Asien-Express statt Orient-Express

Die zündende Idee zu "Traivelling" kam Bohun mit der Planung seiner Maturareise. Es sollte nach Vietnam gehen, der Flug für ihn und seine Freundin war bereits lange im Voraus gebucht – doch dann stornierte der heute 19-Jährige, der selbst als Klimaaktivist aktiv ist – "Aus Flugscham", erklärt er. Der neue Plan: Er wollte mit dem Zug fahren. Ein nur mit erheblichem Aufwand ermöglichbares Unterfangen, wie sich herausstellte: Bohun musste sich etwa mehrfach Tickets für Anschlusszüge von Personen in Hotels hinterlegen lassen, die er über das Internet kennengelernt hatte – anders wäre es nicht möglich gewesen. Ein Planungsaufwand der drei Monate dauerte und "anspruchsvoller als die gesamte Matura" gewesen sei, erinnert sich Bohun.

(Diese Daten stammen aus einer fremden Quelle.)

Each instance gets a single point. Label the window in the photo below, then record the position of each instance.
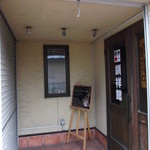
(56, 70)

Traivelling wurde Ende 2019 schließlich Wirklichkeit und ist nun ein "klimafreundliches Reisebüro, das weltweit Zugreisen individuell buchen kann", wie Elias Bohun zusammenfasst. Damit schließt das Start-up tatsächlich eine bis dato nicht dagewesene Lücke. Aktuell kümmert sich Traivelling ausschließlich um Zugvernbindungen, ob Zusatzservices wie die Buchung von beispielsweise Unterkünften in Zukunft dazukommen sollen, steht vorerst noch in den Sternen, ist aber laut Bohun aktuell auch nicht notwendig, da dies im Gegensatz zur Zugverbindung kein Problem darstellt.

Reges Interesse an Kooperationen – CTO für Traivelling gesucht

Das Interesse an dem Angebot von Traivelling zeigt sich indes – auch durch die nach wie vor hochaktuelle Bewegung von "Fridays For Future" begünstigt – sowohl von Seiten potentieller Kunden als auch möglichen Partnern im In- und Ausland durchaus groß. "Die ÖBB haben bereits insofern reagiert, als sie angeboten haben, uns als Partner in ihr Ticket-Distributionssystem aufzunehmen“, sagt Matthias Bohun erfreut. Auch Institutionen wie das Schauspielhaus Wien und die Kulturhauptstadt Hannover 2025 hätten bereits Interesse an Kooperationen bekundet. Schulen wollten Klassenreisen über Traivelling buchen. 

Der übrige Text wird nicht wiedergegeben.